Ponad 200 domów pomocy społecznej nie spełnia wymaganych przez resort pracy standardów. Jeżeli nie osiągną ich do końca tego roku, będą zamykane.
W grudniu 2010 r. mija termin, do którego będą obowiązywać warunkowe zezwolenia wojewody na prowadzenie domu pomocy społecznej (DPS). Takie zezwolenia mają te placówki, które nie spełniają wymaganych przez Ministerstwo Pracy i Polityki Społecznej standardów i w związku z tym realizują plan naprawczy. Standardy te dotyczą m.in. odpowiedniego wskaźnika zatrudnienia personelu opiekuńczego, warunków mieszkalnych, sanitarnych i przystosowania budynku do potrzeb niepełnosprawnych.
Z danych resortu pracy wynika, że spośród 792 DPS, 227 placówek działa na podstawie warunkowych zezwolenień. Z tego bardzo poważnie zagrożone niedotrzymaniem terminu są 42 placówki. Jednocześnie resort pracy nie przewiduje wydłużenia procesu standaryzacji poza 2010 rok. Nie przewiduje więc tego nowelizacja ustawy o pomocy społecznej, którą posłowie zajmą się na rozpoczynającym się dzisiaj posiedzeniu Sejmu. Wprowadza natomiast wyższe kary za prowadzenie placówek opieki bez zezwolenia wojewody. Resort tłumaczy swoją decyzję o nieprzedłużeniu terminów tym, że samorządy miały prawie 14 lat na dostosowanie się do standardów. Te domy, które nie rokują żadnych szans na uzyskanie standardu będą zamykane lub przekształcane w inne jednostki.
– Na 49 DPS w województwie 27 wciąż działa na podstawie zezwolenia warunkowego. Na bieżąco monitorujemy ich sytuację, a w ubiegłym roku dotacja na dostosowanie się do standardów wyniosła 2,5 mln zł – mówi Monika Prokop, wicedyrektor Wydziału Polityki Społecznej Podkarpackiego Urzędu Wojewódzkiego.
Małgorzata Frant-Błażucka z Lubelskiego Urzędu Wojewódzkiego dodaje, że wiele budynków, w których mieszczą się placówki, powstało w latach 50. i 60., część z nich jest zabytkami, dlatego występują trudności w przystosowaniu ich do wymaganych standardów. W woj. lubelskim 40 proc. DPS ma zezwolenia warunkowe.

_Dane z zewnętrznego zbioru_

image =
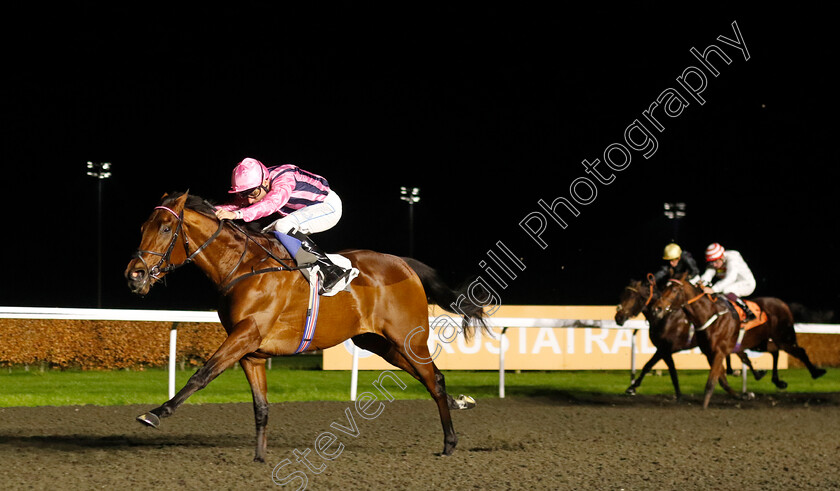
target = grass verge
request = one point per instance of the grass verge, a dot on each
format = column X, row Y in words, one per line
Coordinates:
column 300, row 379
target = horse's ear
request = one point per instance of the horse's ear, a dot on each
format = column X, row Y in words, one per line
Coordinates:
column 179, row 202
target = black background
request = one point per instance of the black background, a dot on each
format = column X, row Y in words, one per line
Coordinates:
column 486, row 110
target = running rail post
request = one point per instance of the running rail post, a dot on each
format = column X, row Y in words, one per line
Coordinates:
column 173, row 342
column 502, row 364
column 354, row 374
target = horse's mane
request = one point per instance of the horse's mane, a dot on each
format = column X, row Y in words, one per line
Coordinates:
column 207, row 208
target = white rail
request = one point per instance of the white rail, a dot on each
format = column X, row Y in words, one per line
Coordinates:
column 176, row 316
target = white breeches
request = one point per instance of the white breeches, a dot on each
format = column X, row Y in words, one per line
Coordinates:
column 742, row 288
column 312, row 219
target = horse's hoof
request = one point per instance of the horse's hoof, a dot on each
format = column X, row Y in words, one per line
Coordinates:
column 149, row 419
column 465, row 402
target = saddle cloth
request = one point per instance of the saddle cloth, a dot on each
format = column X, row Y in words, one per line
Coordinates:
column 760, row 315
column 338, row 260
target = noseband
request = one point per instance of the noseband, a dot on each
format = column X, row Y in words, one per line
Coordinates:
column 158, row 269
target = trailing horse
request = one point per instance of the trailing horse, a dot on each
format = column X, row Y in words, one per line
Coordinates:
column 719, row 332
column 264, row 301
column 669, row 334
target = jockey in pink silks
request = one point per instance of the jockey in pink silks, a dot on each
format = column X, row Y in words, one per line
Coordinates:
column 305, row 201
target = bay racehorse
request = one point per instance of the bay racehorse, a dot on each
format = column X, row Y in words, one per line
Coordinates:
column 719, row 331
column 669, row 334
column 264, row 300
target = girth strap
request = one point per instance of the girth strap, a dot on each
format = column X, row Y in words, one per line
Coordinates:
column 311, row 312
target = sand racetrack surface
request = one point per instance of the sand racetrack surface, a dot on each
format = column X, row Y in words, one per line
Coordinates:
column 559, row 441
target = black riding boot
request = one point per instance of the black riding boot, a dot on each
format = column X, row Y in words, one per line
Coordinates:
column 330, row 272
column 749, row 315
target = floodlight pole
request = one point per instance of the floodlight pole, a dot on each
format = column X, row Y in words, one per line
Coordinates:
column 674, row 212
column 411, row 198
column 101, row 171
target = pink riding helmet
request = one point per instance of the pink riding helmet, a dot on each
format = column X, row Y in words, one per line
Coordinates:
column 247, row 174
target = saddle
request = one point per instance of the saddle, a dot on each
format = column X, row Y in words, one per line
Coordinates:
column 738, row 313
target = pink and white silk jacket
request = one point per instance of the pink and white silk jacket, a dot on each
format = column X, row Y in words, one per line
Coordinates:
column 292, row 188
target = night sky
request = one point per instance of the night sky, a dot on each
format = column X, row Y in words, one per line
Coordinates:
column 486, row 110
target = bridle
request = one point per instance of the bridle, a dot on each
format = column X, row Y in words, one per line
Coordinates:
column 165, row 257
column 690, row 301
column 158, row 269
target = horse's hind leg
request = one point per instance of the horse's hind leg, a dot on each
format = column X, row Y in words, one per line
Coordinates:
column 636, row 382
column 254, row 369
column 745, row 361
column 244, row 339
column 420, row 366
column 717, row 373
column 799, row 352
column 672, row 370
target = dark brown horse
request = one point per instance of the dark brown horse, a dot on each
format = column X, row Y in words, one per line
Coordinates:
column 264, row 300
column 719, row 330
column 669, row 334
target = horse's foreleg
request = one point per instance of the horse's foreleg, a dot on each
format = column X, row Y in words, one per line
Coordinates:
column 745, row 361
column 799, row 352
column 254, row 369
column 636, row 382
column 672, row 370
column 779, row 383
column 717, row 369
column 243, row 339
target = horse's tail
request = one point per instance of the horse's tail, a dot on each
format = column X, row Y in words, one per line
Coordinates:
column 455, row 301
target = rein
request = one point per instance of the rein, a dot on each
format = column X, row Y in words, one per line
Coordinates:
column 711, row 319
column 158, row 269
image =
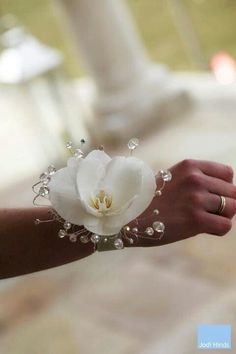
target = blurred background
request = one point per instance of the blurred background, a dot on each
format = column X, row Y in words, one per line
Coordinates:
column 105, row 71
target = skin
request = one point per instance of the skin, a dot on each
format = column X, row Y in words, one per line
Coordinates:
column 187, row 207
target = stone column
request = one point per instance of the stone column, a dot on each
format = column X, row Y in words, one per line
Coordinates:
column 129, row 93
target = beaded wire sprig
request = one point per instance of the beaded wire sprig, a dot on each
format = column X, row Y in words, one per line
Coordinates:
column 155, row 231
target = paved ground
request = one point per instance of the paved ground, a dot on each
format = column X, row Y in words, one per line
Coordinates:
column 138, row 301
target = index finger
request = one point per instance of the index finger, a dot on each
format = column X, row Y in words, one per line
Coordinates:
column 218, row 170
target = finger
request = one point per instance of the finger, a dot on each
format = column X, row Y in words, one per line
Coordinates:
column 217, row 186
column 215, row 224
column 217, row 170
column 212, row 203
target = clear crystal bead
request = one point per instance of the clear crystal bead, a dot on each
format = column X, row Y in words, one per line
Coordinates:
column 62, row 233
column 135, row 229
column 43, row 191
column 95, row 238
column 158, row 226
column 73, row 238
column 43, row 176
column 84, row 239
column 46, row 181
column 67, row 225
column 118, row 243
column 165, row 175
column 78, row 153
column 133, row 143
column 51, row 170
column 69, row 145
column 149, row 231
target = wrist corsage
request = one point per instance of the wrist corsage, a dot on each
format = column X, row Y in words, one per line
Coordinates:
column 96, row 196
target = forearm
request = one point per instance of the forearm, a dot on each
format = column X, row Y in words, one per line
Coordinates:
column 27, row 248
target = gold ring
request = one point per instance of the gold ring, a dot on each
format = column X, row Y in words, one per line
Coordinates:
column 222, row 205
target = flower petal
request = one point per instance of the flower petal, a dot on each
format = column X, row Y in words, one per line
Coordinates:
column 65, row 201
column 123, row 179
column 90, row 172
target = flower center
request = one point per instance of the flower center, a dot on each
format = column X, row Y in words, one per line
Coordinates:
column 102, row 202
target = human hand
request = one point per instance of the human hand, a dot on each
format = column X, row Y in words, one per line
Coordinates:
column 189, row 203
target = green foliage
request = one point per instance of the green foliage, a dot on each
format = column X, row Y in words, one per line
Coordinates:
column 213, row 21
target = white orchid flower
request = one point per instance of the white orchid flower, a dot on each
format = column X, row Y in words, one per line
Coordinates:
column 102, row 193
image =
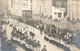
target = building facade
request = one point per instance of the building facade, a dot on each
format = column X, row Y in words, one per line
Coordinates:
column 73, row 9
column 42, row 8
column 58, row 13
column 60, row 3
column 20, row 7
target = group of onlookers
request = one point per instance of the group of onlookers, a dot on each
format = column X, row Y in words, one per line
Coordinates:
column 33, row 43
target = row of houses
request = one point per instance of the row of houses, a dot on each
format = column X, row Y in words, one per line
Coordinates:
column 54, row 9
column 32, row 8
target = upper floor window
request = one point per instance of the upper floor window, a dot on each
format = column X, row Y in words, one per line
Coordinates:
column 31, row 1
column 59, row 14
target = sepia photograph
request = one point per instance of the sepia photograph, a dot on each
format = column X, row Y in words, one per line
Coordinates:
column 39, row 25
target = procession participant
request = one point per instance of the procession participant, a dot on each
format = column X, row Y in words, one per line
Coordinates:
column 44, row 49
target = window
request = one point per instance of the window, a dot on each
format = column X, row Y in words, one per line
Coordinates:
column 55, row 13
column 23, row 4
column 31, row 1
column 59, row 14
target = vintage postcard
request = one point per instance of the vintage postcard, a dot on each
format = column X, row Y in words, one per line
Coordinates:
column 39, row 25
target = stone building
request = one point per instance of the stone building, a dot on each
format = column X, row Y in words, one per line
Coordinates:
column 42, row 8
column 20, row 7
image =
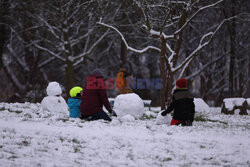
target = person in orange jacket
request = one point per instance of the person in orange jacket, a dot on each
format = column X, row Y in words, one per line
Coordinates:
column 123, row 80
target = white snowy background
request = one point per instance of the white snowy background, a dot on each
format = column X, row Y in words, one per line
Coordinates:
column 29, row 137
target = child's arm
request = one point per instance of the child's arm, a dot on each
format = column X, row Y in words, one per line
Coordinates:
column 169, row 109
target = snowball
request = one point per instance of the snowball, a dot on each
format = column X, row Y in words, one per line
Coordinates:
column 201, row 105
column 129, row 103
column 56, row 105
column 231, row 102
column 163, row 119
column 127, row 118
column 53, row 89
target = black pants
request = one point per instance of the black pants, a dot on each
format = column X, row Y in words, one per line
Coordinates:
column 98, row 115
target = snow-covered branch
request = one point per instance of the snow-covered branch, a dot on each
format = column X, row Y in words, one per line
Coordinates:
column 205, row 40
column 126, row 44
column 195, row 14
column 50, row 52
column 204, row 67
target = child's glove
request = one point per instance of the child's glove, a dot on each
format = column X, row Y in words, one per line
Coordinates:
column 112, row 112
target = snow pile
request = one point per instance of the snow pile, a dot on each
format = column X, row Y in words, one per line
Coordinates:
column 163, row 119
column 201, row 106
column 231, row 102
column 130, row 104
column 54, row 104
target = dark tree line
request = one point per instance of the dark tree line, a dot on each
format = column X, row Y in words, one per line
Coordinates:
column 64, row 40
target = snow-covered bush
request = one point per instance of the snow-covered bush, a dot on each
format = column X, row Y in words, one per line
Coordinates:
column 130, row 104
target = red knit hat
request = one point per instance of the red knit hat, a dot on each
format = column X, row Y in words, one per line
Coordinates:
column 181, row 83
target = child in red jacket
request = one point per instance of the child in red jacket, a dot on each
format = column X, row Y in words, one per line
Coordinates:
column 94, row 98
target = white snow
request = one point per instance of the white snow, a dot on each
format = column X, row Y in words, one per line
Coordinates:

– Realizacja planu naprawczego zajęła nam trzy lata, a kompleksowa modernizacja całego budynku kosztowała ponad 4 mln zł – mówi Dariusz Chaborski, dyrektor DPS w Przasnyszu.
Henryk Smilewicz, dyrektor DPS w Choroszczy dodaje, że prowadzona przez niego placówka cały czas nie spełnia warunku dotyczącego zatrudnienia.
– Brakuje 14 pracowników, aby osiągnąć wymagany wskaźnik. Nie mamy środków na ich zatrudnienie, bo posiadanie zezwolenia warunkowego oznacza, że nie możemy przyjmować nowych osób ani podwyższać kwoty średniego miesięcznego kosztu utrzymania mieszkańca – dodaje Henryk Smilewicz.
Edmund Kaczmarek, starosta jędrzejowski, zwraca uwagę, że efektem standaryzacji jest zmniejszenie liczby miejsc w placówkach.
– Początkowo mieliśmy 155 miejsc, obecnie 120. A kolejka osób, które gminy chciałyby do nas skierować, rośnie – dodaje Edmund Kaczmarek.